Je voulais qu’il ait une faille, et l’idée qu’un homme aussi puissant se sente tellement vulnérable face à une simple bouteille était très évocateur de la fragilité de la condition humaine. Tout en restant une personnalité de premier plan, il doit cacher aux autres qu’il est alcoolique. J’ai souhaité montrer non pas son état d’ébriété, qu’il parvient toujours à contrôler, mais la dépendance, le manque, et les transformations de l’humeur et du comportement induites par ce manque. J’ai cherché une typographie avec des caractères vacillants pour que le lecteur puisse lui-même ressentir le manque.

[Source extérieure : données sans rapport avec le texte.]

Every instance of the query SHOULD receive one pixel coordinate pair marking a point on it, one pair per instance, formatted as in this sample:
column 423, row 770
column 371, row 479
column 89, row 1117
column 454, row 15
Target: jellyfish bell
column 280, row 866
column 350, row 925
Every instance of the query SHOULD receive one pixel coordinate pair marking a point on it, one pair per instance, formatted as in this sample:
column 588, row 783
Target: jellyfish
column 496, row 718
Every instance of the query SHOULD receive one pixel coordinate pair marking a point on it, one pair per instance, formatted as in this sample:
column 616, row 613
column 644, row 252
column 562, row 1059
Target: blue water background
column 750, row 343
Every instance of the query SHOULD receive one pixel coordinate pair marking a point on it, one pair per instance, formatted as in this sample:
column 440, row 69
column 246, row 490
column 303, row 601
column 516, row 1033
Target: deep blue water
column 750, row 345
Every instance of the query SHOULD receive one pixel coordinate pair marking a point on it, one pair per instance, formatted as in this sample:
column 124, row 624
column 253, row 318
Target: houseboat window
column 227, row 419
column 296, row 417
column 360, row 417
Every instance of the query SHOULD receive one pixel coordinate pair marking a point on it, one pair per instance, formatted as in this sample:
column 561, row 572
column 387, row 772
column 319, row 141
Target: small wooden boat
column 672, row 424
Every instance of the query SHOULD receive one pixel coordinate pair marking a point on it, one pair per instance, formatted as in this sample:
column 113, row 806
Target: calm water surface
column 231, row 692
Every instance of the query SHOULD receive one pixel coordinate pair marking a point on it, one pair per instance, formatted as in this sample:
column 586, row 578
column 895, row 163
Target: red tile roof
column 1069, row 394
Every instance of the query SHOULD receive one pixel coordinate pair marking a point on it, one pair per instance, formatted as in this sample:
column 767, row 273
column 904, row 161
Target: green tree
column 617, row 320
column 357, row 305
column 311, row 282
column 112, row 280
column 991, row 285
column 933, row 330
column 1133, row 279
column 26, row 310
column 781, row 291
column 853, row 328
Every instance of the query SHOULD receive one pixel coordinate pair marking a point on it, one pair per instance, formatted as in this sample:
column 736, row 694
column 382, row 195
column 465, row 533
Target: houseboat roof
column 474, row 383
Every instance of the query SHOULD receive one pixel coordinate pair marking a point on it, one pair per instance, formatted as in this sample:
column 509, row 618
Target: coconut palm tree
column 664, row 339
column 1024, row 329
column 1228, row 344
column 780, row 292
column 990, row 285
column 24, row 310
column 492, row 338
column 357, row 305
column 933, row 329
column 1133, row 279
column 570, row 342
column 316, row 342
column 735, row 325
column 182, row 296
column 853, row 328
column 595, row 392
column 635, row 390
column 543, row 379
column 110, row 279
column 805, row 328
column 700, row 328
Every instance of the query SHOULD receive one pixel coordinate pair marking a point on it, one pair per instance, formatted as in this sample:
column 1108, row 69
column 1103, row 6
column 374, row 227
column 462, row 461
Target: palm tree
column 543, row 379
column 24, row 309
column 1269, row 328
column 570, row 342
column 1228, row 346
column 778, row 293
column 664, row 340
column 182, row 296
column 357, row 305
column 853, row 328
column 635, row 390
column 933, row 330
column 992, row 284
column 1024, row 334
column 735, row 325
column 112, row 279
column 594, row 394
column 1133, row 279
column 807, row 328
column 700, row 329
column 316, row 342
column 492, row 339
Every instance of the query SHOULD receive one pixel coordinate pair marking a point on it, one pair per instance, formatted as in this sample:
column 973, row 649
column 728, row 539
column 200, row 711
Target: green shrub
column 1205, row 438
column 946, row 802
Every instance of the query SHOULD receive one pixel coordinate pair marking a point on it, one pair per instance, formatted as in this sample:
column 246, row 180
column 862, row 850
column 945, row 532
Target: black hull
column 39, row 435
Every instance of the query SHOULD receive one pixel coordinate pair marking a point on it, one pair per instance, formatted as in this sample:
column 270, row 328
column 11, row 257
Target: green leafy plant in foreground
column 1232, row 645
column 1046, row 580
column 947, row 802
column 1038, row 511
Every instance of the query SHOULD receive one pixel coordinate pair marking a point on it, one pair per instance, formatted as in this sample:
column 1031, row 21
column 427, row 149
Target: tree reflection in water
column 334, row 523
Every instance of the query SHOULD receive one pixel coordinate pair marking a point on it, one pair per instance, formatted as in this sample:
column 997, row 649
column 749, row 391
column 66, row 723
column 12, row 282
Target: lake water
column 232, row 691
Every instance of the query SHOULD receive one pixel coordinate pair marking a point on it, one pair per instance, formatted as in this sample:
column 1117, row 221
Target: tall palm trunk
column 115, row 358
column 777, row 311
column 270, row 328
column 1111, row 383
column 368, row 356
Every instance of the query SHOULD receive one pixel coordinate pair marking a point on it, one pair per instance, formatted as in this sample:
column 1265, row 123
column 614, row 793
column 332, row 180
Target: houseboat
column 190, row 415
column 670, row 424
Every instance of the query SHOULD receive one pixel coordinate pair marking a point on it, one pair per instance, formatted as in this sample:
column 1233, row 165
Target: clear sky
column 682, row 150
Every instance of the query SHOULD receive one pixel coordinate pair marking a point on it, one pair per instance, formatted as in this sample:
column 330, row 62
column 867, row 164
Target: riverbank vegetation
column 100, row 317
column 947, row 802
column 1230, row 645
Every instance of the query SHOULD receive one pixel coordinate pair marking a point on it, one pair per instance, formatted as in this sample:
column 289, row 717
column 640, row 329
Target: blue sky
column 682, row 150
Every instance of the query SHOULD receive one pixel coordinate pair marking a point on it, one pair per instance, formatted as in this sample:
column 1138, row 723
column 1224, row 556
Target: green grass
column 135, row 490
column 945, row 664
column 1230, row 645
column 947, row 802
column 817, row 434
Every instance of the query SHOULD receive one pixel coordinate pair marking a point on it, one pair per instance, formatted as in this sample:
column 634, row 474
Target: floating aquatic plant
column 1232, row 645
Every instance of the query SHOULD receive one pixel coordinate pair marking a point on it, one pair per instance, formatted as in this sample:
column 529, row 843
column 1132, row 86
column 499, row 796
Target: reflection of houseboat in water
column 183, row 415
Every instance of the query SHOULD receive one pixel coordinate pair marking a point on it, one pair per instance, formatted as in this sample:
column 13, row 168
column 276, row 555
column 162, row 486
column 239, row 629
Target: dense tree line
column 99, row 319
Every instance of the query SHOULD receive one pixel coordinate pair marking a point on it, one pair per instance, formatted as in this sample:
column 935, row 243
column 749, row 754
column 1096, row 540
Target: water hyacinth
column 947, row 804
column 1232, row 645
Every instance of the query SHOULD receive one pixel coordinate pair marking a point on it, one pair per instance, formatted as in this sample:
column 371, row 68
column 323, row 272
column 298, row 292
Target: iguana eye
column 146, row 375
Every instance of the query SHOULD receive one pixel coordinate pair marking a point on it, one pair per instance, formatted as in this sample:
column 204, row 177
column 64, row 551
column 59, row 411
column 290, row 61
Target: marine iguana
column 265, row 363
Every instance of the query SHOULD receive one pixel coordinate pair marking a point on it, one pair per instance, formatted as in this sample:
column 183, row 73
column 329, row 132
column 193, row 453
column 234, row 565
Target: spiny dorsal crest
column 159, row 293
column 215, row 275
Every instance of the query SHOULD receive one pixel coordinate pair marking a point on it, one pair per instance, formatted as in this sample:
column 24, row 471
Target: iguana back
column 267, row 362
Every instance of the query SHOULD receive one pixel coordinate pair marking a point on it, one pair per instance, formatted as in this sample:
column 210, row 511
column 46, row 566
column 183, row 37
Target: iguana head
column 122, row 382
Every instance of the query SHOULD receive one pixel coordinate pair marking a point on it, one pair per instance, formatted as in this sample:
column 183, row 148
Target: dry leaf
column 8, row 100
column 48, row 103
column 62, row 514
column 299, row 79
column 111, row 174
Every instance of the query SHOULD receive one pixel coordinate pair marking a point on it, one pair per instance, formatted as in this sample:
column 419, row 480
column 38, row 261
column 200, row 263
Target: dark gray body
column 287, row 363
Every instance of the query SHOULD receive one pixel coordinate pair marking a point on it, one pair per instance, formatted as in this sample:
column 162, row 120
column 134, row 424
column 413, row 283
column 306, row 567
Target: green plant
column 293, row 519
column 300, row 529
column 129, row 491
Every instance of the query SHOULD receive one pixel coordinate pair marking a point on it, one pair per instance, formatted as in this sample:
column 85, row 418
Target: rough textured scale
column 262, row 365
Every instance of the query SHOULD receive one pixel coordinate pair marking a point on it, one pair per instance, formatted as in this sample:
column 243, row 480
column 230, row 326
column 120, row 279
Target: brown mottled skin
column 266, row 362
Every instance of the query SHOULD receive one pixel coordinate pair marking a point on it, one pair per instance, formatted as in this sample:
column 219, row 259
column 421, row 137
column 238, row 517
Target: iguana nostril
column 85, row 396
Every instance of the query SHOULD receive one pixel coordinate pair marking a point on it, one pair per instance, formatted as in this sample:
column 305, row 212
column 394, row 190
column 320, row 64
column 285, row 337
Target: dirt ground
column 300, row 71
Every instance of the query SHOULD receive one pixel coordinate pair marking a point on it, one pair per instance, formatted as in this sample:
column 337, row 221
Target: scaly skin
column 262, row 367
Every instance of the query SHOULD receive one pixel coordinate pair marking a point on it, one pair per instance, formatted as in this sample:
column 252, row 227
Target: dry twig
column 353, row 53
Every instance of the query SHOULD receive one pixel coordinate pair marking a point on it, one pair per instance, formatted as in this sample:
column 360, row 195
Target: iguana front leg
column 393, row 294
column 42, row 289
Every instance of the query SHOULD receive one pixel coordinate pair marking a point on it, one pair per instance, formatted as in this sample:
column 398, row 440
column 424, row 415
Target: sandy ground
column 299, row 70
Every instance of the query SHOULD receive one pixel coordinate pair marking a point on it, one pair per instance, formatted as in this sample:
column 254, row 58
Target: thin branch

L’homme de pouvoir fascine et éblouit, séduit facilement, la femme de pouvoir fait plus peur, cela modifie les relations avec les autres. Il y a aussi ce rapport à l’hybris, ce sentiment d’impunité, de puissance, que décrivent toutes les personnes qui ont accédé à des postes d’État, ainsi qu’un vertige face à la grandeur de la fonction. Souhaitant revenir sur la scène médiatique, Lehman publie un livre et joue le jeu des représentations sociales avec sa nouvelle femme. On y retrouve tous les enjeux de pouvoir, le cynisme, l’opportunisme et l’entre-soi de ces univers.
À travers le personnage de Marianne qui ne vit pas la trahison de son mari sur un registre victimaire, avez-vous souhaité réfléchir sur la place des femmes dans la société à la cinquantaine ?
En écrivant j’essaie de m’interroger, et de comprendre. C’est un exercice intellectuel personnel qui m’aide à vivre. La question de la condition de la femme aujourd’hui, à différents âges, est une thématique centrale dans ma vie. Je m’interrogeais beaucoup sur ma place, notamment dans une société obsédée par le jeunisme, la performance, dans laquelle le capitalisme a contaminé toutes les sphères d’influence, y compris la sphère intime. J’avais envie de parler de la déliquescence d’un couple, de la douleur d’une séparation, avec Marianne qui est quittée pour une femme plus jeune. Or, elle pense sa condition avec authenticité, dans une approche très intimiste. Elle essaye de se construire une autre identité, plus libre. Hilda, l’actrice de 40 ans, évolue dans un univers où les femmes sont disqualifiées en fonction de leur âge. Il y a enfin Léonie, la fille de Lehman, féministe, sans être exempte de contractions. Il y a certes une redéfinition des pouvoirs, mais est-elle factice ou réelle ?
Dans quelle mesure la peinture de la souffrance de vos personnages est-elle sous-tendue par la douceur de votre approche ?
J’ai souhaité aborder la rupture en illustrant sa complexité. On parle d’amour, de désir sexuel, mais peu de l’attachement qui est fragile, complexe, et qui perdure au-delà des épreuves et des séparations. J’évoque aussi un passage douloureux de la condition féminine, avec le sentiment d’être parfois écartée du désir sexuel et de la conception des enfants. Selon Marianne, ce qui est imposé aux femmes par la nature, les hommes devraient se l’imposer par la raison. Cela a été difficile à écrire, j’ai dû aller chercher au fond de moi ces émotions qui me faisaient souffrir en tant que femme. J’aime l’idée d’un livre qui déploie la pensée des protagonistes, Marianne est très différente au début et à la fin du livre. L’écriture lui permet de penser sa condition, c’est un espace de transformation personnelle et de réparation. Ses lectures la portent, et elle est la seule qui s’exprime à la première personne. En tant qu’écrivaine, elle travaille avec son intériorité, elle se met en danger, et elle reste debout.
La Guerre par d’autres moyens de Karine Tuil, Gallimard, 2025, 380 p.